BAPERAN alias BAcaan PERmenungan hariAN
Sabtu, 29 Mei 2021
- Sir 51: 12-20.
- Mrk. 11: 27-33.
KEKUASAAN, kedudukan, jabatan itu untuk mengabdi bukan selera pribadi, apalagi menguasai.
Sudah lama disadari dan dipahami pemaknaan posisi manusia di dunia. Dia dimengerti tidak lagi menguasai dunia, tetapi memelihara dunia. Bdk Kej 1: 28.
Dunia bukan lagi objek pemuasan, penguasaan, kerakusan dan ketamakan. Tetapi, rumah bagi semua.
Dalam kebersamaan hidup itulah dikembangkan banyak peran dan fungsi yang saling terkait dan mendukung satu sama lain.
Lewat etika, pengaturan-pengaturan dimungkinkanlah kebersamaan hidup itu berkembang.

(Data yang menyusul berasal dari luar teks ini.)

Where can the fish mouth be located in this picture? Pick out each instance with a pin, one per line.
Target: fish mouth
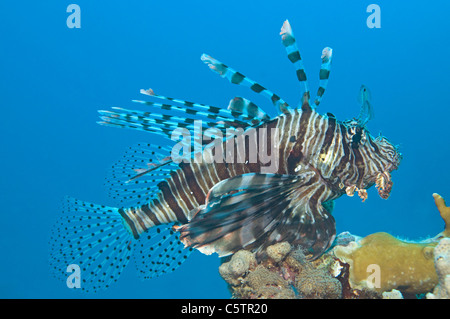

Sirakh menasehati demikian.
“Ketika aku masih muda dan sebelum mengadakan perjalananku, maka kebijaksanaan telah kucari dengan sungguh dalam sembahyangku. Aku berniat melakukannya, dengan rajin kucari apa yang baik dan aku tidak dikecewakan. Hatiku memperjuangkan kebijaksanaan, dan dengan teliti kulaksanakan hukum Taurat. Tanganku telah kuangkat ke surga, dan aku menyesal karena kurang tahu akan Dia.” ay 13, 18-19.
Kemudahan berkomunikasi dapat memajukan dan mengembangkan kemanusiaan dalam bidang ilmu dan pendidikan, komunitas dan kesehatan, ekonomi dan kesejahteraan, meningkat.
Tetapi ada hal-hal yang memprihatinkan.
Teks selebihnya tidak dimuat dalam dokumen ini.